Sementara itu, Konsul Jenderal Jepang di Surabaya, Dr. Takonai Susumu, menyampaikan apresiasi dan terima kasih atas kolaborasi yang terjalin antara Pemerintah Provinsi Jawa Timur dan Konsulat Jepang di berbagai bidang, khususnya dalam sektor ekonomi dan pembenahan iklim investasi.

“Tentu keberhasilan bisa dicapai karena dukungan Pemprov Jatim. Saya apresiasi kepada Pemprov Jatim,” ungkapnya.

Ia juga menyambut positif ajakan Gubernur Khofifah untuk memperkuat intensitas pertemuan dan dialog, terutama dalam membahas tantangan investasi seperti perbedaan budaya bisnis, aspek administrasi, serta regulasi hukum antara Jepang dan Jawa Timur.

“Kami menyambut baik dan siap dengan ajakan ibu gubernur Jawa Timur untuk menjunjung tinggi kepatuhan sekaligus memastikan kelancaran usaha bagi kedua pihak,” ungkapnya.

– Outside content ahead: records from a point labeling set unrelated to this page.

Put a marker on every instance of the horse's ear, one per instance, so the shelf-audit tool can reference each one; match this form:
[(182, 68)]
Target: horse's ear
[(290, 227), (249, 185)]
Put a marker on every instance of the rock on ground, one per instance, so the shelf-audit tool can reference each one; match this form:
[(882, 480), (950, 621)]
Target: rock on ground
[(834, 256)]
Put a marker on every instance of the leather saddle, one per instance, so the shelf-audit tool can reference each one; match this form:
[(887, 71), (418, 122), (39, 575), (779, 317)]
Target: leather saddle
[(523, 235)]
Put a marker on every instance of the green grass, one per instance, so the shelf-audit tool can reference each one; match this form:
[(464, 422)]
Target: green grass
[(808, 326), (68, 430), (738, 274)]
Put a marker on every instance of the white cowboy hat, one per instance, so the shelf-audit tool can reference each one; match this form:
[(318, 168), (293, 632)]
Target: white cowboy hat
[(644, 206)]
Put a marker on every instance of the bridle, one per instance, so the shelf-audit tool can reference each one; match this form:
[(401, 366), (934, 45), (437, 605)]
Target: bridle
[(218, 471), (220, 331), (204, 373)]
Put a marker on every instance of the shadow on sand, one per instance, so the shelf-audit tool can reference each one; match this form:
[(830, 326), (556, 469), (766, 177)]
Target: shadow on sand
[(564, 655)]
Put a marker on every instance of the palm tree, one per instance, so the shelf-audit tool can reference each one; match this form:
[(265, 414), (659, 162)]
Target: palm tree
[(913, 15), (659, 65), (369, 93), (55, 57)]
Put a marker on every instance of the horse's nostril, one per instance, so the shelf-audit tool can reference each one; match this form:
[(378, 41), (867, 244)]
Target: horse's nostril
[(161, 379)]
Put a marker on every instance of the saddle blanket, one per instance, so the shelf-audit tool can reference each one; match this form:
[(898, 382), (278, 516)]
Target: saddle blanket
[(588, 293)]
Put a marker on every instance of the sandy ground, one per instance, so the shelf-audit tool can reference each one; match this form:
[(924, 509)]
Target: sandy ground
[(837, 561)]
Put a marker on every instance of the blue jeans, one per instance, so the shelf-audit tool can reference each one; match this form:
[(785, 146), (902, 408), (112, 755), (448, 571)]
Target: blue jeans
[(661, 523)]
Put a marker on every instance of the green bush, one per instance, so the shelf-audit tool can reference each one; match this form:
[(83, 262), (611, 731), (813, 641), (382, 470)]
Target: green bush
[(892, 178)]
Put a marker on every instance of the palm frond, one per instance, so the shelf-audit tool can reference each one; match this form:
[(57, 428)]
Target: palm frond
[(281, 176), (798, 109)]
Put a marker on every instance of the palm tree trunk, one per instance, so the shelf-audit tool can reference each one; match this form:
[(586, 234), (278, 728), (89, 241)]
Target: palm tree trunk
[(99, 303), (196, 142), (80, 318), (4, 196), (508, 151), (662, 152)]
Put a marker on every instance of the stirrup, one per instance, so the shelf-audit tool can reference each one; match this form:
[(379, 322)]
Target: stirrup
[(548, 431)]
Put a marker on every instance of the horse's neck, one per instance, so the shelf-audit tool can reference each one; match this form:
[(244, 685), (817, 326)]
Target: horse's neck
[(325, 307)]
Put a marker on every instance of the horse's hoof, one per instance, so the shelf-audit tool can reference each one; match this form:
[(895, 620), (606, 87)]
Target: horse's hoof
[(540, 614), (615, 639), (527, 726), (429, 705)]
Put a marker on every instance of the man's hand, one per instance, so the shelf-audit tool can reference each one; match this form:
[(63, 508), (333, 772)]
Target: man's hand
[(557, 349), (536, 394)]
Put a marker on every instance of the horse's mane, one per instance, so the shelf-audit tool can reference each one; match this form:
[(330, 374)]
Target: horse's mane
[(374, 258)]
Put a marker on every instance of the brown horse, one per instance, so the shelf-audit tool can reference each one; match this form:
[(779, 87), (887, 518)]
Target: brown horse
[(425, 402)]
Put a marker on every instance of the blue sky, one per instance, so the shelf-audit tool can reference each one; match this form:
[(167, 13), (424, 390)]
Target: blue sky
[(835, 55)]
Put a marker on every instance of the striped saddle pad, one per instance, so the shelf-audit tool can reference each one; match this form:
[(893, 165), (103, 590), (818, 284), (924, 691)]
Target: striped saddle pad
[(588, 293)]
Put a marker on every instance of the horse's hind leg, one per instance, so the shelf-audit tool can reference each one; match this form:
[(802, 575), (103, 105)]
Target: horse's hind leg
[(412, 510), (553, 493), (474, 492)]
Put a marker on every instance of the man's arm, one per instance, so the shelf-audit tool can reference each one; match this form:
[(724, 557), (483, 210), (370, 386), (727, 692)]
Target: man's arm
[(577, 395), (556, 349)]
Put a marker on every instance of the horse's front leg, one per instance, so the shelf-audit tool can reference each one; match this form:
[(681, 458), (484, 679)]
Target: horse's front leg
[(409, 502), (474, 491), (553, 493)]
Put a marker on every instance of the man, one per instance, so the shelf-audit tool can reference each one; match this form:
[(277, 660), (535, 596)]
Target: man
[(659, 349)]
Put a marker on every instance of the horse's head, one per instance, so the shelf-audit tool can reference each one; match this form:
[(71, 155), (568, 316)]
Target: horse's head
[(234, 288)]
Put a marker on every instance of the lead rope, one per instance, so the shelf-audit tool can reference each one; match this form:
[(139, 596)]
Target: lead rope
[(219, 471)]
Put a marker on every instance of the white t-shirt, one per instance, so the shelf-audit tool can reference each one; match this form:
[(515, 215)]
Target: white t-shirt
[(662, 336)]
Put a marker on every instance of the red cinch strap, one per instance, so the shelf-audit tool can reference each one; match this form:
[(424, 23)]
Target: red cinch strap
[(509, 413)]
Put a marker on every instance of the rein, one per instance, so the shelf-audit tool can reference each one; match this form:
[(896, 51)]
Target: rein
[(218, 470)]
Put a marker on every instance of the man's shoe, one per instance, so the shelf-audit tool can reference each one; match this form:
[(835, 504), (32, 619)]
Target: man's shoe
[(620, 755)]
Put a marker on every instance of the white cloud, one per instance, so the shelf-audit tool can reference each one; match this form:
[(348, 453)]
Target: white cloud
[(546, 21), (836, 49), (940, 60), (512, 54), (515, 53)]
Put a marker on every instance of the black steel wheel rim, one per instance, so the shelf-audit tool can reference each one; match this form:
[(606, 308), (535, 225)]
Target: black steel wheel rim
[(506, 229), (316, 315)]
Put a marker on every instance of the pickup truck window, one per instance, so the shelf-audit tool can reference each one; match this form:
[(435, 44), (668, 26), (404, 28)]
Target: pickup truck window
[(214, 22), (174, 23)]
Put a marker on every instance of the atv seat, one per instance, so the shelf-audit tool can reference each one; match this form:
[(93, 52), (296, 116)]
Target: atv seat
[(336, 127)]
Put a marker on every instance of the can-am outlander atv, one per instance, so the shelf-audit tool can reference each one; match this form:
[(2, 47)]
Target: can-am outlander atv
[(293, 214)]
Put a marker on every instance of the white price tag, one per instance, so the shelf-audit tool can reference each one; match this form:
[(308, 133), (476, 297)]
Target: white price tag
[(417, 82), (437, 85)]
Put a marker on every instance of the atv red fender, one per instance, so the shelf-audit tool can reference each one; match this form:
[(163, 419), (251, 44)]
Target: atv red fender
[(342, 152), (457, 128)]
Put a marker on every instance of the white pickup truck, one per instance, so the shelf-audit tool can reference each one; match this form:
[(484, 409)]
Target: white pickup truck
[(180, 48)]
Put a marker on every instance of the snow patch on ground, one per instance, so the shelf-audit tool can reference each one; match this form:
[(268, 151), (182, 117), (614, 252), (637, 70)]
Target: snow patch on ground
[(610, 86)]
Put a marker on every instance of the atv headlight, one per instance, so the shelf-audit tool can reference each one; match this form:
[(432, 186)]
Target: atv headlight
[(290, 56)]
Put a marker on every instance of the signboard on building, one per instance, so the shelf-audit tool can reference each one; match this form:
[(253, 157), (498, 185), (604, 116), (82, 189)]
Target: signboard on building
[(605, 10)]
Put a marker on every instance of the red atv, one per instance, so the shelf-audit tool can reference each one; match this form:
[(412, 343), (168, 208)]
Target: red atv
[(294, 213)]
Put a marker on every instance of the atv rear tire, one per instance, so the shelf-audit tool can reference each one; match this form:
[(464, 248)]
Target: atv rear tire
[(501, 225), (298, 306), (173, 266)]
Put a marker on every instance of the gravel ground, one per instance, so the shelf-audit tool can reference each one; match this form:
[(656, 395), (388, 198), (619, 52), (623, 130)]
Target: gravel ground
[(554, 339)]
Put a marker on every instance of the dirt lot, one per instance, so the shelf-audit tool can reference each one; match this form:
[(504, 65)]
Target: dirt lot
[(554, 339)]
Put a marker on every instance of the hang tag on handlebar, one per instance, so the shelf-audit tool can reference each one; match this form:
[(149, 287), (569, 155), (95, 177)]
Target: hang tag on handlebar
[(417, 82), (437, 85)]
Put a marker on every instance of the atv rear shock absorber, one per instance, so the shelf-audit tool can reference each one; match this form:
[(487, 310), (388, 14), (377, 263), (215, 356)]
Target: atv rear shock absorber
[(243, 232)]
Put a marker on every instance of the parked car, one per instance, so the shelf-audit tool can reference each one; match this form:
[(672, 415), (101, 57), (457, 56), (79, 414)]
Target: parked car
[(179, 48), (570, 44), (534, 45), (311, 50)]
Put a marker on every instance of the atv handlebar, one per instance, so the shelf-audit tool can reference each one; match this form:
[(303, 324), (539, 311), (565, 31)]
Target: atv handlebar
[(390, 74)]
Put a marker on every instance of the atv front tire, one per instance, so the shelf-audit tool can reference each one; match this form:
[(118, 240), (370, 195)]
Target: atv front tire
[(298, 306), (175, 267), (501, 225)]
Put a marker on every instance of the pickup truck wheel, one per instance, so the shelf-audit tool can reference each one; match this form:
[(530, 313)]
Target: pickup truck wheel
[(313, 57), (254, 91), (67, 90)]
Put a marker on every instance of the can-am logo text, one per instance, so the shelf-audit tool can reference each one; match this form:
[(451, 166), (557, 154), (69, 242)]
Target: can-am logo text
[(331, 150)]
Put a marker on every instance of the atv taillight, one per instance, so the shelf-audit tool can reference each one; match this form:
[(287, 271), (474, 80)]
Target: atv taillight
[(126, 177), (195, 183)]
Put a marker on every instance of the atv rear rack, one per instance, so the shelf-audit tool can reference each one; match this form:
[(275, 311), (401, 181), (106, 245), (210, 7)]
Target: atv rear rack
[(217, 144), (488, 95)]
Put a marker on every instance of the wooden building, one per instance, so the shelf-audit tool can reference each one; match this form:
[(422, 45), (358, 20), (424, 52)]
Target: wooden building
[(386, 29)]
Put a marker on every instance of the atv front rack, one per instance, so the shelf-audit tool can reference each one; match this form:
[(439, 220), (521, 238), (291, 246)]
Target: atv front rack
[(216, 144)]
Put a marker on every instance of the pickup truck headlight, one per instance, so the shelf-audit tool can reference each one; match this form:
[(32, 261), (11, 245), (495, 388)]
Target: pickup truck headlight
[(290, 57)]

Pada akhir acara, Gubernur Khofifah didampingi Konsul Jenderal Jepang Takonai Susumu menyerahkan penghargaan kepada delapan perusahaan Jepang yang telah beroperasi selama lebih dari 50 tahun di Jawa Timur.

Perusahaan tersebut antara lain PT Kutai Timber Indonesia, PT Mermaid Textile Industry Indonesia, PT Hisamitsu Pharma Indonesia, PT Pakarti Riken Indonesia, PT Easterntex, PT Otsuka Indonesia, PT Ajinomoto Indonesia, dan PT Meiji Indonesia Pharmaceutical Industries.

Acara tersebut turut dihadiri Chairman of East Java Japan Club, General Manager of Indonesia Technology and Engineering Center PT Ajinomoto Indonesia Akazawa Ryoichi, serta para direktur dan pimpinan perusahaan Jepang yang beroperasi di Jatim.